Moreover, if experiencing low or absent signals, this is most likely due to an inefficient lysis of the crude sample or a degradation of TOP1 in the extract due to improper use of protease inhibitors. In addition, this can also be due to inadequate storage of the important assay components, such as recombinant TOP1, phi29 polymerase, nucleotides, substrate, and primer. Finally, repeated freeze-thaw cycles of the oligonucleotides should be avoided, as this dramatically affects the assay performance. When crude extract is used, the extraction efficiency of the specific biological sample needs to be optimized and the amount and activity of TOP1 may vary from the example reported here. For this reason, every crude extract to be tested will require a titration for the identification of the assay detection limit and range of sensitivity when using that particular sample. The protocol has been optimized for the detection of human TOP1. The activity of other eukaryotic TOP1s can be measured, but the NaCl concentration and incubation time might need to be optimized according to the enzyme purification method and optimal enzyme activity. More circularized substrates will result from prolonged incubation, whereas fewer circularized substrates will result from shortened incubation.

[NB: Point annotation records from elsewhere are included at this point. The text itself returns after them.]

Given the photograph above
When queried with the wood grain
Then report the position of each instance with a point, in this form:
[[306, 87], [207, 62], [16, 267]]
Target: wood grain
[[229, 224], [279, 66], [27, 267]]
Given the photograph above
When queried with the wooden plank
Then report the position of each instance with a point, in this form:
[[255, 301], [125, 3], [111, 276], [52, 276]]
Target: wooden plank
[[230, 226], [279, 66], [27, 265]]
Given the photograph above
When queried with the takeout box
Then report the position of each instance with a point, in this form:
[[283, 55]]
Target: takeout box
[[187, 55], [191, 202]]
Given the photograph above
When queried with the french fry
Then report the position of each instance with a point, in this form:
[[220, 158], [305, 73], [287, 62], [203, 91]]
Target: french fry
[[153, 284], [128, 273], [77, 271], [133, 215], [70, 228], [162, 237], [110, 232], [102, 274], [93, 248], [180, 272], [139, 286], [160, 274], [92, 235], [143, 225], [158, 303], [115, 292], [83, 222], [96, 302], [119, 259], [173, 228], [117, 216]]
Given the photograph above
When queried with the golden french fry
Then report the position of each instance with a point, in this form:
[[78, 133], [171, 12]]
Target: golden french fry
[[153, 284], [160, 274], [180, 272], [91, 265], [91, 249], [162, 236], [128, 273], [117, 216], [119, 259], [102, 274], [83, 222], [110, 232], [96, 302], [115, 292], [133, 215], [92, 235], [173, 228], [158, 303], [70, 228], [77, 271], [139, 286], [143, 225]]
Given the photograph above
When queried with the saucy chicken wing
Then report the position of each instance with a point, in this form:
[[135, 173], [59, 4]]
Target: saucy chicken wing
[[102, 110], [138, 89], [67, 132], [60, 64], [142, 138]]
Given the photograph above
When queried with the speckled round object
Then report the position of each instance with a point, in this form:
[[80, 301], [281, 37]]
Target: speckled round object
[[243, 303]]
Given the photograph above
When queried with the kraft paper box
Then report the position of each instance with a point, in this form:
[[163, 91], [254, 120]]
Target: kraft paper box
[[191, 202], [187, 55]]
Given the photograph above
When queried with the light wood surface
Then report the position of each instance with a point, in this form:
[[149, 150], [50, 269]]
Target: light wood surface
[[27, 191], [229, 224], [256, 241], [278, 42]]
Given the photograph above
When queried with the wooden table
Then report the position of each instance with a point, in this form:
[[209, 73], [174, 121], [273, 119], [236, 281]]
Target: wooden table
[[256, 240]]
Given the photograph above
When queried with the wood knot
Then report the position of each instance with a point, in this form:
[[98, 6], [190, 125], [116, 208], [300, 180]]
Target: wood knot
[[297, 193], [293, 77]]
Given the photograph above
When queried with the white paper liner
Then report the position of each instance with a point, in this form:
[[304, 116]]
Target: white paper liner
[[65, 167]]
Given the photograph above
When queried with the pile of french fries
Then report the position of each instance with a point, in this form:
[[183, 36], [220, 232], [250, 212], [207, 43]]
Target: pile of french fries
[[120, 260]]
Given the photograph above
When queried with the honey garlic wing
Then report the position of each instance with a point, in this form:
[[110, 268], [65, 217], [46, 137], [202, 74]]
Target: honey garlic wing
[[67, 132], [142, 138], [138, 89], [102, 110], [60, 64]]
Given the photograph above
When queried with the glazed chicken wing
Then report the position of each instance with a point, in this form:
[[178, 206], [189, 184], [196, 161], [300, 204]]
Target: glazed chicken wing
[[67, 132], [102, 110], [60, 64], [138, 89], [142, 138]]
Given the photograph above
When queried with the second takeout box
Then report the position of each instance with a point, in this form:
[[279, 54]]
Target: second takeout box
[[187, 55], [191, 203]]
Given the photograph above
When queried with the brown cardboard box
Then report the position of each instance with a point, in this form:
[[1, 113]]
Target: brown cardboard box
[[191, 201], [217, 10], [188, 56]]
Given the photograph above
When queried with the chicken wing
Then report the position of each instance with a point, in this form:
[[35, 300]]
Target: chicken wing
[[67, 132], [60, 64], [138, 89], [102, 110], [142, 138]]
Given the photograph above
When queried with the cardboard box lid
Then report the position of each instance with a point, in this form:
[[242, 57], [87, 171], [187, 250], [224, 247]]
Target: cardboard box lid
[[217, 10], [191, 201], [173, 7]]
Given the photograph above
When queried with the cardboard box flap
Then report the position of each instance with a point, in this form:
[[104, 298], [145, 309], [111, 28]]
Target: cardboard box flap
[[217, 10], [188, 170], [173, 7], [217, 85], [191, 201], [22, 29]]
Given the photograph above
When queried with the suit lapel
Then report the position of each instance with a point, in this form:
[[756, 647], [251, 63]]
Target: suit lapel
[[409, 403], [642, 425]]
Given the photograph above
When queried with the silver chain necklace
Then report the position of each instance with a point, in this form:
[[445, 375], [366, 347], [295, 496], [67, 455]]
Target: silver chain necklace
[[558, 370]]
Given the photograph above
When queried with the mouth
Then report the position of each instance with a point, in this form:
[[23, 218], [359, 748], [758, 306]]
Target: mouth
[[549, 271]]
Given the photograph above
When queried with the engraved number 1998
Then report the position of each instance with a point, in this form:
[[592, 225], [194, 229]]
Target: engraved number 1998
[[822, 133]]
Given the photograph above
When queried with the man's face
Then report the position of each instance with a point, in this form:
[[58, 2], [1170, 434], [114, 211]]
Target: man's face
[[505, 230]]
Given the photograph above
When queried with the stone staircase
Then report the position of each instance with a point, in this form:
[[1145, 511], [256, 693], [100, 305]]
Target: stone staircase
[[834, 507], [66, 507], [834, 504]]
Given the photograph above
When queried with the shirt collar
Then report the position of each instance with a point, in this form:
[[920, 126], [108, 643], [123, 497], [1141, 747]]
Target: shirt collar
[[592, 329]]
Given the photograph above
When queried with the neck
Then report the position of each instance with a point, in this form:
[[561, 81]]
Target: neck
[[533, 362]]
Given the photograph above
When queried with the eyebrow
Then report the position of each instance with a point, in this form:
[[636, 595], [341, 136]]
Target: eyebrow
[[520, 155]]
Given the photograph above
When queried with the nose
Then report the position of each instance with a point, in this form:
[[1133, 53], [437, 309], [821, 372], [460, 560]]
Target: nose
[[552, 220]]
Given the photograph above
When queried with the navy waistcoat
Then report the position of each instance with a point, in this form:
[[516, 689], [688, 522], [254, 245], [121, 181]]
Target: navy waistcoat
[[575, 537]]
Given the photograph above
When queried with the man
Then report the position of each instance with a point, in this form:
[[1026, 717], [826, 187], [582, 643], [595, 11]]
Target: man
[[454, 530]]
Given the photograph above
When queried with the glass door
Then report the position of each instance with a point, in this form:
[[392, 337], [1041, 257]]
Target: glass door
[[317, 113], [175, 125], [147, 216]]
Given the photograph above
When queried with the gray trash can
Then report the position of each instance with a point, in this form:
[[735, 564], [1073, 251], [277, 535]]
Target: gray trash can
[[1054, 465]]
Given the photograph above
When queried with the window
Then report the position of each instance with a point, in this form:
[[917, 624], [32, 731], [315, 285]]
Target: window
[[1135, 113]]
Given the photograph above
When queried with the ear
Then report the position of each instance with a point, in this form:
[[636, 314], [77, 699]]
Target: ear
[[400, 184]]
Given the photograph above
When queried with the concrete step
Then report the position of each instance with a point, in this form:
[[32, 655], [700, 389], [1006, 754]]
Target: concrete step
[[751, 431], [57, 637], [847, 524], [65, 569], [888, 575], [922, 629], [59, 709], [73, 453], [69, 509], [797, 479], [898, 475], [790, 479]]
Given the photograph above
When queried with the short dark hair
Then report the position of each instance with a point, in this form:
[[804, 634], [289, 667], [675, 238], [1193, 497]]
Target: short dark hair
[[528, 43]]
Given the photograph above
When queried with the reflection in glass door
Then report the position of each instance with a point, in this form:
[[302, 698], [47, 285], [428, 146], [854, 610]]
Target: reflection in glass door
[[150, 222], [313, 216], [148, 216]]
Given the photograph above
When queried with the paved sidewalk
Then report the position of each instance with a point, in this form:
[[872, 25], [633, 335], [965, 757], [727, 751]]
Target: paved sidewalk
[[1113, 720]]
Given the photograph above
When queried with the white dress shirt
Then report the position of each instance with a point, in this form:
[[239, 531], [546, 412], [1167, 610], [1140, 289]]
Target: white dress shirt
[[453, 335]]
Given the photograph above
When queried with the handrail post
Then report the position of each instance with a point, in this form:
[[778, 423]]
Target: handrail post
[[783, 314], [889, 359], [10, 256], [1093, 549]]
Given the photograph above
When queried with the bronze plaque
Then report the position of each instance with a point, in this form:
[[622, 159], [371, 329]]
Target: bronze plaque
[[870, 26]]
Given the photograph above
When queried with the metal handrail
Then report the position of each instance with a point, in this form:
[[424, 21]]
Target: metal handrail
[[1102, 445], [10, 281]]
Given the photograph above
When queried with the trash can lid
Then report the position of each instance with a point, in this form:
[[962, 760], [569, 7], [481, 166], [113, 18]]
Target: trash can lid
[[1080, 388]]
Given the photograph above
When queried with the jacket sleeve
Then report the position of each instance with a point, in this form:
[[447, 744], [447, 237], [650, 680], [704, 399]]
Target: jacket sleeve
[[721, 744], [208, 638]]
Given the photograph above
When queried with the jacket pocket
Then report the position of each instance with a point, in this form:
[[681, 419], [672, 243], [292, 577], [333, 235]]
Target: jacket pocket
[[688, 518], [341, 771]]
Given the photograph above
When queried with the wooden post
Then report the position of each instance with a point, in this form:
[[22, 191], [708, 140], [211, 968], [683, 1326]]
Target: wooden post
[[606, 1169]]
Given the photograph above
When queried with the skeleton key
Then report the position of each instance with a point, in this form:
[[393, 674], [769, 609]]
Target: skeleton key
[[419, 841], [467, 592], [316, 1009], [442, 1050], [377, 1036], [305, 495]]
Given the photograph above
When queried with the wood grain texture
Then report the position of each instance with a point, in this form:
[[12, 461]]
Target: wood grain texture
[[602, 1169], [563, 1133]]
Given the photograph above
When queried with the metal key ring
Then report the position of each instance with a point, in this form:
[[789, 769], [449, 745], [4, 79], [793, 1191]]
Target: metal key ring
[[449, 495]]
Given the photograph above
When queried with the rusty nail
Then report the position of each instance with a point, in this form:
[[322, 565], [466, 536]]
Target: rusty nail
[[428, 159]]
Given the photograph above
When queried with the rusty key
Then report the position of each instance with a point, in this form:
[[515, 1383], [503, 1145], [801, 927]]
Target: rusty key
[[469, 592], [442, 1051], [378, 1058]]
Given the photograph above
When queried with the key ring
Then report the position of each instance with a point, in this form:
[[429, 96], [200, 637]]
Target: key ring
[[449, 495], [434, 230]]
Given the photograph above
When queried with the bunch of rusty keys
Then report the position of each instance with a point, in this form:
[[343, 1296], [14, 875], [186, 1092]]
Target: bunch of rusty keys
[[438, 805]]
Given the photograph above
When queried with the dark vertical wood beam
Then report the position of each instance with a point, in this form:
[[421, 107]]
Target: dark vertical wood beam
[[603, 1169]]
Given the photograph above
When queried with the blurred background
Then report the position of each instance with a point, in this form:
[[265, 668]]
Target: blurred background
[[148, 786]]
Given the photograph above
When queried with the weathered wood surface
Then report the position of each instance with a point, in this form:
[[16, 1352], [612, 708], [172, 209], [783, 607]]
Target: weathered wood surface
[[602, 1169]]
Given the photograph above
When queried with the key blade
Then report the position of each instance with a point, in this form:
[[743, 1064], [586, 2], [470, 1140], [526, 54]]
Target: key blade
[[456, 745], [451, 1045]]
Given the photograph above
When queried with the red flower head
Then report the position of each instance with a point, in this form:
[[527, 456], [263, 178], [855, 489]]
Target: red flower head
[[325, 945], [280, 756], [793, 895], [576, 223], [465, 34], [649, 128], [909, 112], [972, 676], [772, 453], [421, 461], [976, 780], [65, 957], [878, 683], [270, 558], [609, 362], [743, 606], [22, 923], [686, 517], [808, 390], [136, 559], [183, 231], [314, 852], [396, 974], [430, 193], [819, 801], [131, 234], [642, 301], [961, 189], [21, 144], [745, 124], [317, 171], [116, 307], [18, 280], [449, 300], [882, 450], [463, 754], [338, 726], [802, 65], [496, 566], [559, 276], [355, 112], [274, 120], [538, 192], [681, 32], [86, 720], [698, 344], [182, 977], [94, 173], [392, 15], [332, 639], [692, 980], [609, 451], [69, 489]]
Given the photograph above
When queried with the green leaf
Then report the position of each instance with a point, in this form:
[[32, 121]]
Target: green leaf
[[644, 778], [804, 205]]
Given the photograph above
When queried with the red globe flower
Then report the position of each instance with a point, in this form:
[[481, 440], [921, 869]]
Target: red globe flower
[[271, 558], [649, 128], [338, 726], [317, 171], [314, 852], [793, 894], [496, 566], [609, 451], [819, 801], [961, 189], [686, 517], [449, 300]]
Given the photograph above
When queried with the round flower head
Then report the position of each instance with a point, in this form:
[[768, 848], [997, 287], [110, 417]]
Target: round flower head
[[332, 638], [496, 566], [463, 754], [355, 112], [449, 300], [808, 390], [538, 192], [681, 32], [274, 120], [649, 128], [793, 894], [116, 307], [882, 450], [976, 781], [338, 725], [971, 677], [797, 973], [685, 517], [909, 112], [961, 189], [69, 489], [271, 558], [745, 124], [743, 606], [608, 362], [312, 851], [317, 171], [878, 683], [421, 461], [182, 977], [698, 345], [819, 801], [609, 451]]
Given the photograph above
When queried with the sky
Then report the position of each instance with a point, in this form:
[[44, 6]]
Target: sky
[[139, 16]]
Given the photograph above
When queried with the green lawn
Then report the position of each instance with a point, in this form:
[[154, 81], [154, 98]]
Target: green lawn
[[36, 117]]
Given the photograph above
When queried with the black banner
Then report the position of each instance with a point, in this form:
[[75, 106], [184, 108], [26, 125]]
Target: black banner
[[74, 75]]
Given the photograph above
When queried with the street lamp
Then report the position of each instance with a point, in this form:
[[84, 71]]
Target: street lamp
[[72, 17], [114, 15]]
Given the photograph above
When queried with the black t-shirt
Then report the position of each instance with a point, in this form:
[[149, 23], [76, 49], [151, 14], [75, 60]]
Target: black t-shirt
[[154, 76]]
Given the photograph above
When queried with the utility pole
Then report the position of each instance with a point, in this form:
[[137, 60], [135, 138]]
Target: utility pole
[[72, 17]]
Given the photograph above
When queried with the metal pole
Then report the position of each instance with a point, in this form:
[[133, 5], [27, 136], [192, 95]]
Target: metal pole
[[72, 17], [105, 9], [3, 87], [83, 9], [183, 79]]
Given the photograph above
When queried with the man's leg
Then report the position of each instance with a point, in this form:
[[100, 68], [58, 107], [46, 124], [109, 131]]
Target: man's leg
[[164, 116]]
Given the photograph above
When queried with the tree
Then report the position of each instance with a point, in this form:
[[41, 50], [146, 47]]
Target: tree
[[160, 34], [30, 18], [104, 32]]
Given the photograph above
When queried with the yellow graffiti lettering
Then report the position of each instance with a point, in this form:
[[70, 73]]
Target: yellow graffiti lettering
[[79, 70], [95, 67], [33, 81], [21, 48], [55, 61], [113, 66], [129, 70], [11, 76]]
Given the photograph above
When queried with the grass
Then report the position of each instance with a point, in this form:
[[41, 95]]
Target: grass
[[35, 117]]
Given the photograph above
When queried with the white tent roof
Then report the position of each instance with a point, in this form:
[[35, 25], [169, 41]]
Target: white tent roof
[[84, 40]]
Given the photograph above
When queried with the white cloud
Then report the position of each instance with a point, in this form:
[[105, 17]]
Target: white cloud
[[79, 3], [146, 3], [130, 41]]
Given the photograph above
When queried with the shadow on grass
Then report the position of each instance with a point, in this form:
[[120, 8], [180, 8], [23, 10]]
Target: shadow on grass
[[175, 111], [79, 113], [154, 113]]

In addition to the presented applications, REEAD allows for the measurement of the TOP1 activity in crude extracts from small biopsies from cancer patients18, the prediction of the cytotoxic anticancer effect of CPT in cancer cell lines20,21,22, and even the detection of the enzyme activity in single cells20,21. Moreover, the presented REEAD setting using the wellmaker enables multiwell-based drug screening of libraries of synthetic or natural compounds. In addition to this, a modified version of the REEAD assay, called REEAD C/L, has been developed. This setup enables separate investigations of the cleavage and ligation steps of the TOP1 reaction27. With the REEAD C/L, it is possible to determine the mechanism of action of small molecule inhibitors and characterize them as TOP1 catalytic inhibitors with potential antiparasitic effects28 or as TOP1 poisons to be used for anticancer treatment24,25. Finally, with specific redesign of the DNA substrates to match the different requirements (for DNA binding or cleavage-ligation) of other TOP1 enzymes, REEAD has also been used for the detection of infectious diseases (such as in the case of Plasmodium falciparum, causing malaria29), or Leishmania donovani and Monkeypox virus (data not shown). Or, it can be used to identify small molecule compounds with antipathogenic effects. The presented protocol provides scientists in the TOP1 field an easy method to detect enzyme activity with little to no optimization and with the possibility to be adapted to even wider applications in the future.